Difference between UNICODE and UTF-8 files in Windows Notepad

Posted by decipherinfosys on February 25, 2013

While generating flat files through SSIS for a feed process at a client site, we noticed that the developer had left the file encoding to be UNICODE with the thought that it would be the best practice and the consumption of the file will not be an issue at the receiving system.  The file was being opened up in Notepad.

When generating a flat file in Windows, you have the option (just like you would when you are using Notepad) to use the encoding of ANSI, UNICODE, UTF-8 or Unicode big-endian.  What is important to understand is that in case you are using UNICODE, it is essentially UTF-16 little-endian and if you are using ANSI, it is Code Page 1252.

Microsoft’s Notepad writes UTF-16 with a Byte Order Mark (BOM) and also looks for that BOM when reading the file.  If you are un-aware of what a BOM is, read this entry in Wikipedia – here.  So, in the case of a UNICODE file, the BOM is what helps in determining whether the file is UTF-16 big-endian or little-endian.
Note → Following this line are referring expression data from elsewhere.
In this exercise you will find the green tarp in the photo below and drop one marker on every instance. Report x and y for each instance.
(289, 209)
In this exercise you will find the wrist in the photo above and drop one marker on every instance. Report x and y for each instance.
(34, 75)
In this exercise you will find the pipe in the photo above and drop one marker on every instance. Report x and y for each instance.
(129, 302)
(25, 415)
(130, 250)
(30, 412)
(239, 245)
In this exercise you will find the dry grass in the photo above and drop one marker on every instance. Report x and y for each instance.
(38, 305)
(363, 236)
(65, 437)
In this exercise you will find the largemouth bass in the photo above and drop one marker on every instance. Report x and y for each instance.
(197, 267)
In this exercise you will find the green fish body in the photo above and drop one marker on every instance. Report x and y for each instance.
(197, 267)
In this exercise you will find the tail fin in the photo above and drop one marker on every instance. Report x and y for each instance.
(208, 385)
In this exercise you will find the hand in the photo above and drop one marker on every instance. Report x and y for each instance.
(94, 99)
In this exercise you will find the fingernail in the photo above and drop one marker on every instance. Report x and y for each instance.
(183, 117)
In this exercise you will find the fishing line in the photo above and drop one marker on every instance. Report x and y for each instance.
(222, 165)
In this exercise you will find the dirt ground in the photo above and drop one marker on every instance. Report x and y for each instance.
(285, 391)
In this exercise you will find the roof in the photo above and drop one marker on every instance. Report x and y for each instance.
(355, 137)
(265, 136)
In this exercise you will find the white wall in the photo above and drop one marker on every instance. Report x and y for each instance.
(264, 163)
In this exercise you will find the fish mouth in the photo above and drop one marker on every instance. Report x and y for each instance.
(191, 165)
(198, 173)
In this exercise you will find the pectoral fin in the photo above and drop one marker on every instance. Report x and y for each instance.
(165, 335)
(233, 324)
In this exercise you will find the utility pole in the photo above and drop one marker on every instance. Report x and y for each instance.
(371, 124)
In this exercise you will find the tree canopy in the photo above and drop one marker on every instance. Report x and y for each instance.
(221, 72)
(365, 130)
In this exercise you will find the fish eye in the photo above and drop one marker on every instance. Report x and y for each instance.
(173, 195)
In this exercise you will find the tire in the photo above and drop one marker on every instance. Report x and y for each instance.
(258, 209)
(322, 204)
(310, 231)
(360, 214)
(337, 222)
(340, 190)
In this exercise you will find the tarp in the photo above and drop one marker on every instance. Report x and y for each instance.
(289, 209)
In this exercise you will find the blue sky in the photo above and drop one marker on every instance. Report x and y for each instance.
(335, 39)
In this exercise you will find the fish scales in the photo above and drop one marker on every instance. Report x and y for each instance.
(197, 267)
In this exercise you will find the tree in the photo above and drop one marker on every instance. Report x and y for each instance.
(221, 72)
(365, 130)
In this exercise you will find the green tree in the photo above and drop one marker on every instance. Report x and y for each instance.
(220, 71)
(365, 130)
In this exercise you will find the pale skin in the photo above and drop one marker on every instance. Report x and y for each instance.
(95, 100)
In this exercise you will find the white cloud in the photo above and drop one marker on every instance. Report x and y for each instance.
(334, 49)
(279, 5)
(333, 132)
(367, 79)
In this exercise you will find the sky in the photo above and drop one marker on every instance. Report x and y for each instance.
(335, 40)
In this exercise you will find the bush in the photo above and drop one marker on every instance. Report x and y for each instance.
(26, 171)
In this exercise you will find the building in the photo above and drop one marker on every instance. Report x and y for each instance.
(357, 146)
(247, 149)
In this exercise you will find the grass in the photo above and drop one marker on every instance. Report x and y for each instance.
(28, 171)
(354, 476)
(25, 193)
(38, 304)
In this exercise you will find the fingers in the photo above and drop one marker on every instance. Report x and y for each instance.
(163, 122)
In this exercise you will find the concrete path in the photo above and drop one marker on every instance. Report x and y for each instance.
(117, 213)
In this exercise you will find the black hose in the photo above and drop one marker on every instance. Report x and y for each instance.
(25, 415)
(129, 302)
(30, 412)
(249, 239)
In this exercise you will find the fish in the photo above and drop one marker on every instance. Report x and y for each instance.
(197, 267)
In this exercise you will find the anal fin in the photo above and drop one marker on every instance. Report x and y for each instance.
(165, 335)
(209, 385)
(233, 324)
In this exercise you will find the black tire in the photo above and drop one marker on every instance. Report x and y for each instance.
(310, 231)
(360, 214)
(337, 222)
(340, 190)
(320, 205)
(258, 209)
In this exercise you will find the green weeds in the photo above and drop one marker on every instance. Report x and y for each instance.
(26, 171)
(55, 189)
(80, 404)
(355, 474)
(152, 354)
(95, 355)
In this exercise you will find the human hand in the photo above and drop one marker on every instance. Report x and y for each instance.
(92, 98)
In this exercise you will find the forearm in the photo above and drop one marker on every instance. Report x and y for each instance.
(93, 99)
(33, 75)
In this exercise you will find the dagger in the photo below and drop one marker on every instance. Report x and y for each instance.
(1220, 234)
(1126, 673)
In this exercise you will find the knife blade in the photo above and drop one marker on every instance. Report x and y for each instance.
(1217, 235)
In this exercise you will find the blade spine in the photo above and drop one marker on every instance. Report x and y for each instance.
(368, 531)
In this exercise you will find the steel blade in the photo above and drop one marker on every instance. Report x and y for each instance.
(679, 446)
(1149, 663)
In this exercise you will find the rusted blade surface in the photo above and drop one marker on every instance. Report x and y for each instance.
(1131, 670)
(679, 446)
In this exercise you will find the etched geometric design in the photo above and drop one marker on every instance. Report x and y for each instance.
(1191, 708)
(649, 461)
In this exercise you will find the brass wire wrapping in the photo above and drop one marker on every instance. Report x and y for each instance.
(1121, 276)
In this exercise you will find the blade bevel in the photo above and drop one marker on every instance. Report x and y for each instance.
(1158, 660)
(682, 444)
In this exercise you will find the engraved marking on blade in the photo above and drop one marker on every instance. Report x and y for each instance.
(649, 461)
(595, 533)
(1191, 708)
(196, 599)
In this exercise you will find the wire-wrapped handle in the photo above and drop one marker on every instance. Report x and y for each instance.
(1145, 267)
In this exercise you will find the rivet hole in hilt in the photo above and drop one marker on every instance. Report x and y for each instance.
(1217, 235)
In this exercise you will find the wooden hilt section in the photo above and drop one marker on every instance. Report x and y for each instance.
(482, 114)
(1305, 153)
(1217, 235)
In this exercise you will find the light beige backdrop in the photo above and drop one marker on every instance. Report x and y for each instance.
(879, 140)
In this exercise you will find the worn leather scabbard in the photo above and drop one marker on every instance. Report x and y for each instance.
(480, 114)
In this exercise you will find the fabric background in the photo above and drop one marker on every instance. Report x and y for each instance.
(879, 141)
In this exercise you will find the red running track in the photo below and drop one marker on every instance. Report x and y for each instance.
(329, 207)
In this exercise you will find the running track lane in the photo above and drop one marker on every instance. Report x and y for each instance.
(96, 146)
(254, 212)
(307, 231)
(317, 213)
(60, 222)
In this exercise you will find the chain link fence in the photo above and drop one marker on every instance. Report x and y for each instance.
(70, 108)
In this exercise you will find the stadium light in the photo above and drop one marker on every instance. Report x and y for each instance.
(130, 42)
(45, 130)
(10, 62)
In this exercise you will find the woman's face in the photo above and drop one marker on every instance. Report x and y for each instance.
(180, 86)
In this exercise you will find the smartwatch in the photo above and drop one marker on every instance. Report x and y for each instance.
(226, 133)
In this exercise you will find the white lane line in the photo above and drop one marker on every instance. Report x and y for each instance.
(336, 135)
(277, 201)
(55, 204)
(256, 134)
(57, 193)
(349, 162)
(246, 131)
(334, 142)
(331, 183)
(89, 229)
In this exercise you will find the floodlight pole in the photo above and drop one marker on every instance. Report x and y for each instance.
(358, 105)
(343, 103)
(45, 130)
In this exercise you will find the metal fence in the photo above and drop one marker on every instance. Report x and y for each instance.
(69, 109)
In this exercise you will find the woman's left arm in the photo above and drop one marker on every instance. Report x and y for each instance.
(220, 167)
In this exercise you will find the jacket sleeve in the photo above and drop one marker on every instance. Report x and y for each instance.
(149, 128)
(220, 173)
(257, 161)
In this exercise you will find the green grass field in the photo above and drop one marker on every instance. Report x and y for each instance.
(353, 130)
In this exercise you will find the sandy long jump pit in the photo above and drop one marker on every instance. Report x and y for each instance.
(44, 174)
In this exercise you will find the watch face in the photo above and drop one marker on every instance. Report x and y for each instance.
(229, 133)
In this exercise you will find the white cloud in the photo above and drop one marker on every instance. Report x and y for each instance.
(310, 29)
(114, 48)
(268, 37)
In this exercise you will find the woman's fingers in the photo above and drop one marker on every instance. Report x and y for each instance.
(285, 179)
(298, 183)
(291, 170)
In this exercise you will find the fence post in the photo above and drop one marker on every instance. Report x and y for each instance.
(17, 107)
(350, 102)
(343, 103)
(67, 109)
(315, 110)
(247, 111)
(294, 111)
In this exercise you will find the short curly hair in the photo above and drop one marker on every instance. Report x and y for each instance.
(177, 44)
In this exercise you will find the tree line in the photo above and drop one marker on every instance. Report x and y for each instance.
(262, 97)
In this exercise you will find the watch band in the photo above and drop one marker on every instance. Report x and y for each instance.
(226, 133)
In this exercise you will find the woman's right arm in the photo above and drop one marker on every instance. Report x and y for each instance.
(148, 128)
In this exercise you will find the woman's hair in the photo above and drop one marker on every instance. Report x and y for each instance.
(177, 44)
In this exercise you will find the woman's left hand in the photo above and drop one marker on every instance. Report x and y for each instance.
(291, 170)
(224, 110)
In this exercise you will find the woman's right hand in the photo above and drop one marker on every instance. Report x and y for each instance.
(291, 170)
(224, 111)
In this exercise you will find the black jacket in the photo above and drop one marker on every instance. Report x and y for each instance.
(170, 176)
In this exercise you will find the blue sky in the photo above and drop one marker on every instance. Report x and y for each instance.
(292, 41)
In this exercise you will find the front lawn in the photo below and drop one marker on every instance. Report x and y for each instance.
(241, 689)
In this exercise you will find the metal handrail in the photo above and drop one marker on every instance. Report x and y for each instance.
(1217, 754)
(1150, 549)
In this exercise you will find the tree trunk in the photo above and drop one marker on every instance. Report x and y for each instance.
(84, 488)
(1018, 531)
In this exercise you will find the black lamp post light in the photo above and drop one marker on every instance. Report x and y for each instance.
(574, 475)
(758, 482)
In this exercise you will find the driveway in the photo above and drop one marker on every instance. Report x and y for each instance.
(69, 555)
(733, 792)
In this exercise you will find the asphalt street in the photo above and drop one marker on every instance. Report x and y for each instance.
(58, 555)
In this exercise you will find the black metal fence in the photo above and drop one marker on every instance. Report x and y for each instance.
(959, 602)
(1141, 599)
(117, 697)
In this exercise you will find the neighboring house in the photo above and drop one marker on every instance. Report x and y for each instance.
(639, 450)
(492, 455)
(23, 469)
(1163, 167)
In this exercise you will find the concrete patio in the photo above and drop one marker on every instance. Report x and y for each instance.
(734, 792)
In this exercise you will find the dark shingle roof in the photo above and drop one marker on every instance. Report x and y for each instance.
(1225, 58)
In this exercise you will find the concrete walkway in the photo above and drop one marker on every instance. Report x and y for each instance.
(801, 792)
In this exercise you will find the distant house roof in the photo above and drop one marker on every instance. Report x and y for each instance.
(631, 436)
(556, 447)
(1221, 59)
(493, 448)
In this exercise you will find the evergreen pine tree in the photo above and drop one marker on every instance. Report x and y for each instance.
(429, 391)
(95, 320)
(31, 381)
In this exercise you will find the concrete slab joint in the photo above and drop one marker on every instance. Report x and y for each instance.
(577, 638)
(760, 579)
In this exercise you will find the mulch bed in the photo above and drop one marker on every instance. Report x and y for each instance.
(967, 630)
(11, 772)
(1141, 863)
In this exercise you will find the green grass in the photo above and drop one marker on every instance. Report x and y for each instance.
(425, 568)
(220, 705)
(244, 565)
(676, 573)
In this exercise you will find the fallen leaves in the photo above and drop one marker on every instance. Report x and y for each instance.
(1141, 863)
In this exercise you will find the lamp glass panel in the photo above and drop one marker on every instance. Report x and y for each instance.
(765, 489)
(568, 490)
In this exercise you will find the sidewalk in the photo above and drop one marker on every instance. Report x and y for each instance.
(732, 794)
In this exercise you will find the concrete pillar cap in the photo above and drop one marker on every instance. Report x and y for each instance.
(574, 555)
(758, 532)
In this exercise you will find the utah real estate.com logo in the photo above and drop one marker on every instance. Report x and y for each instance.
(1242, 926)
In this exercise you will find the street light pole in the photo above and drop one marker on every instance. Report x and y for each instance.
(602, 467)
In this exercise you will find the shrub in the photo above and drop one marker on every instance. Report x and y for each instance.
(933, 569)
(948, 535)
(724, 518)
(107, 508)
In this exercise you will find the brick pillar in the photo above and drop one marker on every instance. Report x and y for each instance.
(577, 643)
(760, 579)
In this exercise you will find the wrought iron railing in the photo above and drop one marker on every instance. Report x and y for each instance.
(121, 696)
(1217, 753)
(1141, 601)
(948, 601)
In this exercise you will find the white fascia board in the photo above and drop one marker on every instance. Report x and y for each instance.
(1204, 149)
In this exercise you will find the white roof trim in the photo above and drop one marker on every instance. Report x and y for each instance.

Now, if Notepad is not able to find the BOM, then it calls a library function called isTextUnicode and it looks at the data and attempts to determine the encoding.  If the interpretation of this function comes out wrongly, it will cause it to display wrong glyphs.

Best approach in our opinion is to use UTF-8 everywhere.  It is a universally accepted encoding and even if you are sharing files across different operating systems, you would still be assured of providing proper data.